As of last week, The New York Times instituted a pay-for-access program for their web-based services. The success or failure of journalism in the digital age rests upon the success or failure of this move by The Times. If the experiment succeeds, it could very well save the future of reliable, accurate and in-depth reporting – the sort of reporting that's vital to the smooth workings of democratic society.
Internet users are accustomed to news access being free with the price of an Internet connection, and there is a valid historical reason for that: Online news services developed before a reliable and safe way existed to collect direct payment over the tubes. Thus, when online news agencies wanted to monetize, they went the route of online advertising in the form of pop-ups, built-in ads, flash ads and the other annoyances Internet users hate and often choose to block.
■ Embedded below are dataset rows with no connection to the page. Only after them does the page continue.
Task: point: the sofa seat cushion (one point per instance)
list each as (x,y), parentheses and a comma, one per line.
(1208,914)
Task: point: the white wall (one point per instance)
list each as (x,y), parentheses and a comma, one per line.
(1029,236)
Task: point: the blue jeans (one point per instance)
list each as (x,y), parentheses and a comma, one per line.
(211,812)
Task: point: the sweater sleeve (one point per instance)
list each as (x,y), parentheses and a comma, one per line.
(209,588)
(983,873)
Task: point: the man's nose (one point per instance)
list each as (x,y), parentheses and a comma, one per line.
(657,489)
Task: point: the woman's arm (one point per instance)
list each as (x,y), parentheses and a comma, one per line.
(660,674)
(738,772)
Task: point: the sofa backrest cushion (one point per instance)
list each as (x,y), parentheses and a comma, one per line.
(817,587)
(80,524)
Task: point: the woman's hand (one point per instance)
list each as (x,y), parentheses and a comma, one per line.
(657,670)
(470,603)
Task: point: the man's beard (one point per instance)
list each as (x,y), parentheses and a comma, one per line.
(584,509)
Given the popularity of ad-blocking software, online advertising revenue alone can't be expected to sustain a newspaper in the digital age. The print sector is seeing a steady decrease in subscriptions, so papers like The Times can't expect to fund their online component with revenue from the tangible product. The Times is in danger of failing and many other newspapers are in similar positions. Several thousand papers in the United States – mostly local rags – have gone belly-up already because they couldn't stay profitable.
If The New York Times' pay-for-online-access scheme takes the paper out of the red, it would mean saving the news industry as we know it. Newspapers provide the in-depth, detailed reporting that we cannot rely on television outlets to deliver. Their product isn't failing due to a lack of interest; it's failing because the industry hasn't figured out how to remain profitable when online newsreaders expect their product for free.
I expect the new system to be a marginal success. I don't think it'll make The Times the profitable venture it once was, but I think it will allow it to continue running and delivering an excellent level of quality in reporting.
I also expect the development of different "levels" of news available to online readers. We'll see pay sites like The New York Times, The Economist and maybe The Wall Street Journal delivering a very high-quality product to paying customers. We'll also see online outlets that continue to thrive on a combination of ad revenue and donations, but the news generated from them will not be up to the same standard.
I respect and cherish free access to information, but top news stories will always be found freely on the Internet for users that only require the headlines. As people once gathered in store windows to watch a breaking news release, Internet users will gather at free news sites for basic information and reporting.
However, for those of us who want or need the in-depth reporting and analysis which we've come to expect from outlets like The New York Times, that should be something for which we all have to pay. Journalists, editors and web lackeys all have to eat too, after all.